The 90-minute piece followed Griffey’s career from high school to his illustrious days in Seattle and his induction in the Baseball Hall of Fame in 2006.
There were plenty of highlights from Junior. Griffey’s selection by the Mariners as the first-overall pick in 1987, reaching the majors two years later at age 19 and becoming an All-Star for the first time at 20, and of course Griffey Jr. and Sr. becoming the first father-son duo in MLB history on the same team.
Here’s a look at some of our favorite moments from Junior:
Griffey's dog-pile moment
Before Damian Lillard hit the “bad shot,” waved goodbye to the Oklahoma City Thunder and was subsequently dog-piled by his Trail Blazers teammates, Ken Griffey Jr. was the Pacific Northwest’s original dog-pile hero.
In the 1995 American League Division Series against the New York Yankees, Griffey hit five home runs in five games as the Ms rallied from an 0-2 deficit to take the series. Junior scored the winning run in the bottom of the 11th inning on an Edgar Martinez double.
Then, the dog-pile ensued at home plate and Griffey flashed a huge smile.
The Griffeys on the same team
Major League Baseball is filled with prodigious bloodlines. In 1990, Ken Griffey Jr. was 20 and coming off his first All-Star appearance. His dad, Ken Griffey Sr. was 41 and in his second stint with the Reds.
That August, Griffey Sr. was given 15 minutes to decide whether he wanted to retire, accept his release or be placed on the Reds disabled list. He decided to retire, then unretire and sign with the Mariners, on the same team as his son.
One of the coolest father-son moments occurred on Sept. 14, 1990 when Ken Griffey Sr. and Ken Griffey Jr. hit back-to-back home runs in a game against the California Angles.
Hitting 500th home run with dad in the crowd
Another sentimental father son moment came on June 20, 2004. Junior delivered the ultimate Father’s Day gift to Griffey Sr. when he knocked his 500th career home run over the right fence at Busch Stadium.
Then there was that time Junior was grounded and had his car keys taken away by Senior for stealing a fly out while Senior was in left field and Junior was in center.
Junior’s beef with the Yankees
Ken Griffey Jr. has long hated the New York Yankees. In “Junior,” it was finally revealed where Griffey Jr.’s grudge against the Yankees actually came from.
In 1983, Junior detailed an incident with then-Yankees owner George Steinbrenner while visiting his father before a game.
“I came up to visit my dad and it was just me and him.

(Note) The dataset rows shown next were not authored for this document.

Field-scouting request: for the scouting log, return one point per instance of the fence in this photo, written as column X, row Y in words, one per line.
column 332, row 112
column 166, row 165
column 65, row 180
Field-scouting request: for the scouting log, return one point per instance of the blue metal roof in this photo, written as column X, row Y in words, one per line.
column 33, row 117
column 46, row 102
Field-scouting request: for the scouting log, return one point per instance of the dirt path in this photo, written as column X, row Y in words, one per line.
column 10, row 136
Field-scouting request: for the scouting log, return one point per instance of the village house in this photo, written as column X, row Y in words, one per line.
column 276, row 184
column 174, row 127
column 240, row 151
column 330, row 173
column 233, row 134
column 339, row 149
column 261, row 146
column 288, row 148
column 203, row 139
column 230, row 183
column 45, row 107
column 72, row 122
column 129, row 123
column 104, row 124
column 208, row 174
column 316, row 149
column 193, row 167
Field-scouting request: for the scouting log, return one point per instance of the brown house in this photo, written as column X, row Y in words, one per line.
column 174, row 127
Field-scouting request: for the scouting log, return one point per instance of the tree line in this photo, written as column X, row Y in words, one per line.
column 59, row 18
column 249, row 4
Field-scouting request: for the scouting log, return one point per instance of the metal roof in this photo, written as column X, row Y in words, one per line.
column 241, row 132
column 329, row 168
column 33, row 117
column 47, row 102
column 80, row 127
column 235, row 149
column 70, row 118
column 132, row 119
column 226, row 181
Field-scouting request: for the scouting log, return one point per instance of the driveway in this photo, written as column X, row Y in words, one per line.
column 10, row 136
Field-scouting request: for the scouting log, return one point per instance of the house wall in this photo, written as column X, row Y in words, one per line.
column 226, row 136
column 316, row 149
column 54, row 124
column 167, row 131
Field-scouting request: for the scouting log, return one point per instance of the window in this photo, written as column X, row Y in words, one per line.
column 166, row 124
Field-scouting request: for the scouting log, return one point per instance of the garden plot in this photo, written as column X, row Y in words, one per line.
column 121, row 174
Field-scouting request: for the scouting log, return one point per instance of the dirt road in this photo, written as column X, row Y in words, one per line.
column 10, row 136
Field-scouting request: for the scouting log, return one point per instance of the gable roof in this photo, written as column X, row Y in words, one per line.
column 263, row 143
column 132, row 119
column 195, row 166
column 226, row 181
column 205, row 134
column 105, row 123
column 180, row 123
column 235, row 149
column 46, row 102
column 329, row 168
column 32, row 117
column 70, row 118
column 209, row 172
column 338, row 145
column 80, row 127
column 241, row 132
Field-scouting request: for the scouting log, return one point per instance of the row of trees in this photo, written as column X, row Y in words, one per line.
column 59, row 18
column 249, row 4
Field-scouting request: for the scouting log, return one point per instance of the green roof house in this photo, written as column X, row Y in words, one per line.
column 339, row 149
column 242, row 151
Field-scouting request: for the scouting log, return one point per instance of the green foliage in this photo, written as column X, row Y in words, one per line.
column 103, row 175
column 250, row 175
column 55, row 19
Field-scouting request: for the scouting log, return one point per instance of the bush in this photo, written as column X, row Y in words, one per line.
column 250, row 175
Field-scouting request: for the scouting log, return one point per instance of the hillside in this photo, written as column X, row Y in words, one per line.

I got to the ballpark early and I'm sitting in the dugout and the security guard comes over and says, '[Then-Yankees owner George Steinbrenner] doesn't want anyone in the dugout.' My dad was like, 'What? He's my son.' So, he goes, 'Alright, hey go in my locker. But before you go, look at third base.' It's Craig Nettles' son taking ground balls at third base,” Griffey Jr. said.
“And at that time, my dad was 38 years old, he's like, 'I ain't fighting this no more. I got somebody a little younger. And a little bit better.’
“There’s certain things a dad drills into you as a kid that just sticks with you. And [to beat the Yankees] was one of them.”
Enshrined in Cooperstown
Griffey Jr. was known for more than his 630 home runs. His smile, contagious personality, smooth swing, insane catches and explosiveness are also why people call him the G.O.A.T, including LeBron James.
Junior was inducted into the Hall of Fame in Cooperstown in 2016.